どうやら彼は、世間話などは苦手な感じの人なのだろう。
それにしても奈々は、今は世間話などをして先ほどのショックを和らげたかったのもあって、些か落胆に似た気持ちを感じた。
「…そうね。おっしゃる通りですわよっ」
少し拗ねたような言い方で答えると、先ほどまで無表情だった青年が少し笑って答えた。
「だいぶ落ちついて来たようですね」
「ええ、来ましたとも、おかげさまで」
「そりゃどうも」
ああ、彼は人に馴れ馴れしくするのは苦手だけれど、実は優しいんだな。
青年のおかげで先ほどまでの恐怖は薄らぎ、太陽が上ると共に心も少しずつ温かくなっていくのを感じた。
「どうもありがとう」
「いえ。それじゃ」
マンションの前で、簡素なお別れをする。
彼が立ち去るのを見届けてから入ろうと、その背中を眺めていると
「危ないから早く家に入ってください」
少しだけ後ろを振り返ってそう言い放ち、走り始めた。
毎日毎日走り込んでいるんだろうな、と思わせる軽快なフットワーク。
路地を曲がって、すぐに彼の姿は見えなくなった。
朝から変質者に遭遇して死ぬ思いをしたけれど、清々しい好青年に会えて結果は良かったな、なんて思った。
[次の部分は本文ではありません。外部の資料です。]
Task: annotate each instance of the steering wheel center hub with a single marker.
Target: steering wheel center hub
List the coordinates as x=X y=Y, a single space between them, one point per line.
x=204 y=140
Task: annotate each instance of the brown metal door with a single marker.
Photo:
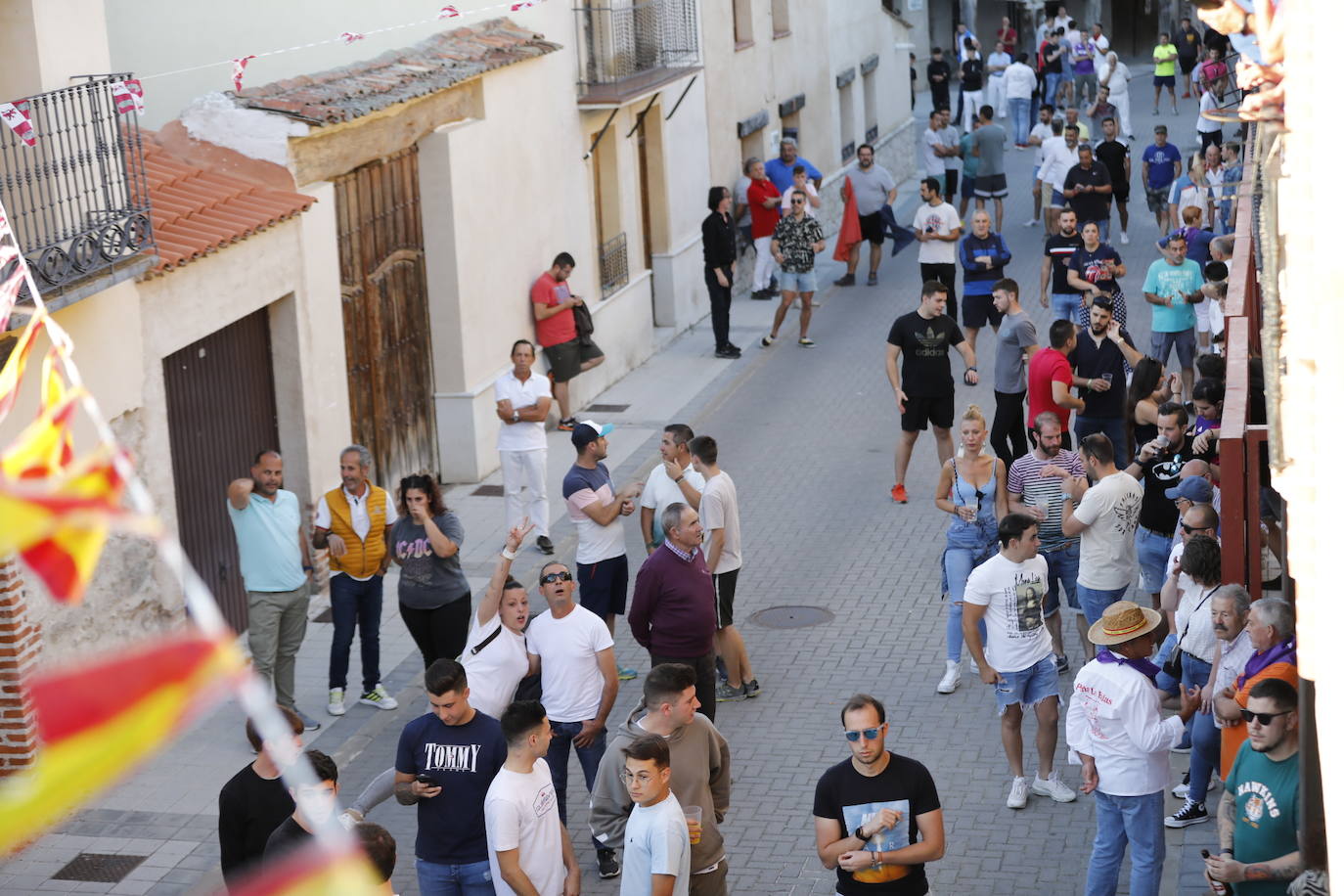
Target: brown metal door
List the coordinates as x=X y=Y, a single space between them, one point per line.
x=221 y=413
x=386 y=306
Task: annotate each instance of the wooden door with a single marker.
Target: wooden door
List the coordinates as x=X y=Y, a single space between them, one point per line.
x=386 y=310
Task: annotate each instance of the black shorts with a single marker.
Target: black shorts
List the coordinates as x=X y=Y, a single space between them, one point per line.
x=725 y=589
x=922 y=410
x=567 y=357
x=873 y=227
x=603 y=586
x=976 y=310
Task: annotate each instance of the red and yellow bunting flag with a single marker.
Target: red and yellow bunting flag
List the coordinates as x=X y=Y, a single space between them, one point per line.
x=313 y=871
x=98 y=722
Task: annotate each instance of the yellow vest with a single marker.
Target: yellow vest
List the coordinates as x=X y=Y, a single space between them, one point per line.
x=362 y=557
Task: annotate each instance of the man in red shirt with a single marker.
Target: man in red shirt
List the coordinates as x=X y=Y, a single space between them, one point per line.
x=764 y=199
x=553 y=306
x=1050 y=377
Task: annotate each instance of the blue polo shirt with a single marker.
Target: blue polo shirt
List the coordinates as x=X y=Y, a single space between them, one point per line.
x=268 y=542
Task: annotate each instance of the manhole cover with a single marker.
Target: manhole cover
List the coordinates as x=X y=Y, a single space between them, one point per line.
x=791 y=617
x=98 y=867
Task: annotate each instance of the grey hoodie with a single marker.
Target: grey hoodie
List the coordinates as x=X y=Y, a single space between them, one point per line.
x=699 y=778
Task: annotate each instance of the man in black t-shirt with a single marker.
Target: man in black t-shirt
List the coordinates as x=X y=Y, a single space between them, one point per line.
x=1103 y=355
x=876 y=814
x=923 y=381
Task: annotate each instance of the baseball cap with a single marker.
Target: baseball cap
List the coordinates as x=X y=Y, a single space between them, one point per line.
x=1192 y=488
x=588 y=431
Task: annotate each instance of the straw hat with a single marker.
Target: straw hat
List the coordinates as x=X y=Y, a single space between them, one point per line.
x=1124 y=621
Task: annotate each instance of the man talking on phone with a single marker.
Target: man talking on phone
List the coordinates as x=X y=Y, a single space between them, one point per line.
x=445 y=762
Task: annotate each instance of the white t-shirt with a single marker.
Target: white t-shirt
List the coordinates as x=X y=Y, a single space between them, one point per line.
x=493 y=673
x=571 y=681
x=520 y=813
x=719 y=511
x=1015 y=600
x=937 y=219
x=524 y=435
x=1106 y=555
x=660 y=492
x=657 y=841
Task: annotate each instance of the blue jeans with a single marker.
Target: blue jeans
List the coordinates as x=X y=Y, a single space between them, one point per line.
x=1136 y=821
x=470 y=878
x=1020 y=113
x=355 y=602
x=558 y=758
x=1111 y=426
x=1097 y=600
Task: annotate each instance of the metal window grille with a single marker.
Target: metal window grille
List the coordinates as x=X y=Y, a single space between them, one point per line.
x=621 y=39
x=613 y=265
x=78 y=199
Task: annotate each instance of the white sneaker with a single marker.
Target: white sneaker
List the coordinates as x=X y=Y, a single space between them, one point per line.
x=1017 y=794
x=951 y=679
x=1053 y=787
x=380 y=697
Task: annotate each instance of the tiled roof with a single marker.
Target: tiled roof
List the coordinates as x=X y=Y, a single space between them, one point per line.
x=198 y=211
x=438 y=62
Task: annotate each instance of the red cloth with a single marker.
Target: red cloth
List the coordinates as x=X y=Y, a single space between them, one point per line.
x=557 y=328
x=764 y=220
x=1048 y=366
x=850 y=230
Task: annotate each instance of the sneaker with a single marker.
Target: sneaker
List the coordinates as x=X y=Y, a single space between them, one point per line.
x=728 y=694
x=1053 y=787
x=1017 y=794
x=951 y=679
x=380 y=697
x=1188 y=814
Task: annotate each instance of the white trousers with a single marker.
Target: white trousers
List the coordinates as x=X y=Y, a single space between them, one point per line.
x=525 y=469
x=764 y=266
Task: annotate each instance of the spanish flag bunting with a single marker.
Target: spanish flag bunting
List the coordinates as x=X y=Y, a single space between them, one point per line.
x=313 y=871
x=98 y=722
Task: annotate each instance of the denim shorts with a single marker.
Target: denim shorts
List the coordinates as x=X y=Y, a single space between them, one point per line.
x=1028 y=687
x=798 y=281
「それにしても、なんだかどこかで見たことがあるような気がするなぁ」
重たい鉄のドアを開けて家に入ると、カーテンが閉まったままで薄暗い、外の爽やかな景色とは全く違った現実が待っていた。
「さて、明日も仕事だ…。何時間寝られるかな」
ベッドにへたり込んでようやく気づいた身体の疲れに身を任せ、奈々はしばしの眠りについた。